Relieve de un soldado pretoriano procedente de Pérgamo (Turquía)
Con tantos frentes abiertos, Roma tuvo que adoptar una actitud defensiva que evitara la invasión extranjera. Para acudir con rapidez adonde fuese necesario se crearon legiones móviles, ubicadas cerca del emperador o en lugares estratégicos. Mientras las tropas fronterizas se fueron convirtiendo en una milicia de campesinos que podían alzar las armas ocasionalmente, en el corazón de Roma se articulaba la selecta fuerza móvil, con abundante caballería.
Fue Diocleciano quien, a finales del siglo III, creó este ejército móvil. Logró aumentar los soldados a 600.000, haciendo que la condición militar fuese hereditaria. También reforzó las fronteras, y estableció los cupos obligatorios de hombres que debían aportar las provincias. En caso de no hacerlo, la provincia infractora debía pagar, financiando así la contratación de mercenarios. Sin embargo, este gran esfuerzo militar supuso nuevos impuestos, lo que empobreció aún más a la población.
Por otra parte, temeroso de los golpes de Estado, Diocleciano también evitó que hubiera grandes concentraciones de tropas en manos de pocos generales. En el siglo IV, Constantino desarrolló las ideas de Diocleciano. A raíz de la experiencia adquirida en el combate contra germanos y persas, aumentó la caballería y mejoró su armadura. También renovó el armamento de la infantería, ahora con un hacha y una espada de doble filo y mayor tamaño. Asimismo, se incrementó la movilidad del ejército, ahora capaz de desplazarse más rápidamente.

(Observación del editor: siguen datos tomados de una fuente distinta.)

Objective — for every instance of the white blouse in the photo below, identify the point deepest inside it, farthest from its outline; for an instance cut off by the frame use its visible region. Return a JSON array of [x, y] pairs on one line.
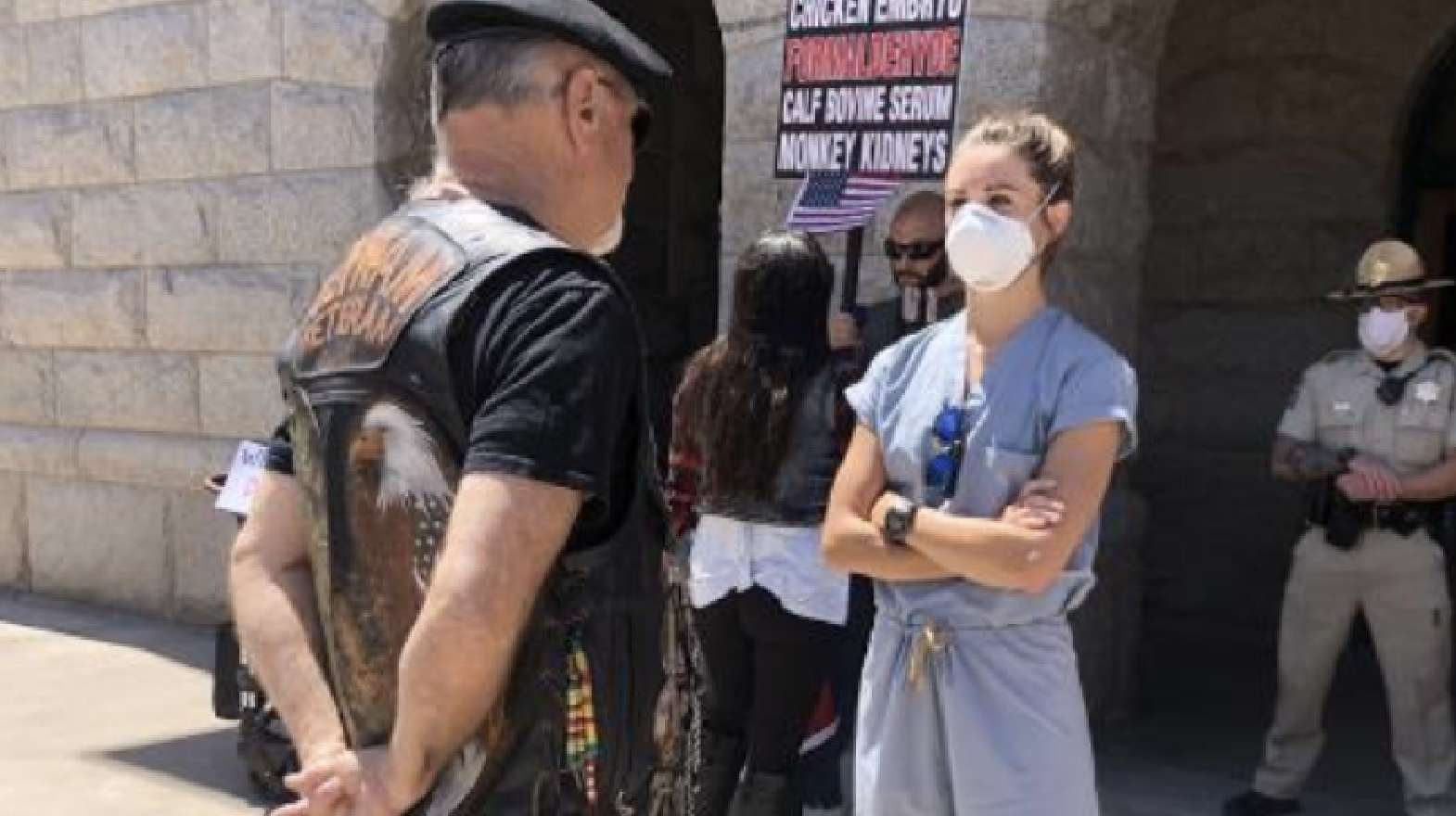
[[734, 556]]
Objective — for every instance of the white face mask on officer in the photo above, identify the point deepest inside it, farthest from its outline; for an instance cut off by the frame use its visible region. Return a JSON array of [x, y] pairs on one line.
[[1382, 334], [989, 250]]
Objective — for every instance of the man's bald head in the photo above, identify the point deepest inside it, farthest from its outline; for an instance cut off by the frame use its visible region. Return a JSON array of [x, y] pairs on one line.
[[922, 209], [917, 225]]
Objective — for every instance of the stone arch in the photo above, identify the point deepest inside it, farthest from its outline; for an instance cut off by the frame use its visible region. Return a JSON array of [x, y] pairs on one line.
[[1277, 155]]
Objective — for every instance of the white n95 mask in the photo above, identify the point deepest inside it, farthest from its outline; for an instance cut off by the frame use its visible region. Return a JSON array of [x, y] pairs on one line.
[[1384, 332], [989, 250]]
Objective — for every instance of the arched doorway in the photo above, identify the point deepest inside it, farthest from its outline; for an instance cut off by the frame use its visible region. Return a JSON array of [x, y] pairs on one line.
[[670, 255], [1282, 137], [1425, 211], [670, 250]]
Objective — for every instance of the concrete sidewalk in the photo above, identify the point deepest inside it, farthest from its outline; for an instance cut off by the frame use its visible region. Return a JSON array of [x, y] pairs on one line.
[[111, 714]]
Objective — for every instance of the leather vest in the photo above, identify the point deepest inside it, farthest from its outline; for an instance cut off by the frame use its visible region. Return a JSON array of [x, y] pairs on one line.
[[378, 440], [802, 483]]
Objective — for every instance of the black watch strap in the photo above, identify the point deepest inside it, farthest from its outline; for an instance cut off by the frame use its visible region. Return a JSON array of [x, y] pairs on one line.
[[900, 521]]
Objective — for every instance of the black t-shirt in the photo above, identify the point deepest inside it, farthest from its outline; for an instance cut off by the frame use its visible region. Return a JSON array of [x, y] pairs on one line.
[[548, 365]]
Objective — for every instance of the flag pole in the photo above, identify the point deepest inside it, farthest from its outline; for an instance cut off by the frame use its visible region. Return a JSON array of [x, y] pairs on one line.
[[853, 249]]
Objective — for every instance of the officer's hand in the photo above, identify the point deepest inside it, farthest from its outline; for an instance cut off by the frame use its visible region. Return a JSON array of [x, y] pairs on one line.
[[843, 332], [1356, 488], [1384, 483]]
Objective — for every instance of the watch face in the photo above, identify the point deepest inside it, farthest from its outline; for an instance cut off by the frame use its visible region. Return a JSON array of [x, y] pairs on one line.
[[896, 522]]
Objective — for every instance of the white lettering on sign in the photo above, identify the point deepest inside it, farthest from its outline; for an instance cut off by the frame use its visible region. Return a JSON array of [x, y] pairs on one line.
[[815, 151], [829, 13], [922, 104], [801, 105], [913, 10], [853, 105], [913, 151]]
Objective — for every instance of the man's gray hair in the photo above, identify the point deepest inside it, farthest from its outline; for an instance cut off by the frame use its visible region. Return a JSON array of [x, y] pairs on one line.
[[497, 67]]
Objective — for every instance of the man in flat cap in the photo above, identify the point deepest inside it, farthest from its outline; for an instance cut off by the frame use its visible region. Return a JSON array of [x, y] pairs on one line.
[[452, 580], [1373, 435]]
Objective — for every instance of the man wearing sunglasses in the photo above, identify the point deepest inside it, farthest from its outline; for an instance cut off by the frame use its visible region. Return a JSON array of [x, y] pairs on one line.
[[452, 580], [1372, 434], [914, 250]]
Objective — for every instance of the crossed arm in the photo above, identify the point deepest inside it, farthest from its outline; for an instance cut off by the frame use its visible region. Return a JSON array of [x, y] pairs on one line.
[[503, 539], [1026, 549]]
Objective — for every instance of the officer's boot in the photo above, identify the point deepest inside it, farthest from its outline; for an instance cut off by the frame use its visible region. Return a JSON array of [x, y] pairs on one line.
[[1254, 803], [718, 774], [765, 795]]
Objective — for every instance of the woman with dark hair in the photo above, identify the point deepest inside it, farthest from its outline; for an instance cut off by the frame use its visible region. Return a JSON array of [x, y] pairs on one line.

En realidad, Diocleciano estaba convencido de que el verdadero peligro residía en las posibles sublevaciones internas y guerras civiles, por lo que precisaba tener su ejército cerca y controlado. Sin embargo, la falta de soldados era ya una constante. Lo suplió con la utilización cada vez mayor de las llamadas tropas federadas (germanos al servicio de Roma), algo que sus sucesores incrementaron progresivamente.
A finales del siglo IV, a pesar de los vanos intentos de frenar la descomposición interna del Imperio, los germanos (fuesen amigos o enemigos de Roma) ya campaban a sus anchas en Occidente. A falta de paga, las guarniciones romanas se dispersaron y disolvieron, y los bárbaros traspasaron masivamente las fronteras. Cuando fue depuesto el último emperador en el año 476, hacía ya tiempo que las legiones romanas como tales habían dejado de existir. El lento ocaso de Roma fue parejo al de su ejército, poniendo en evidencia la interrelación de sus respectivas historias.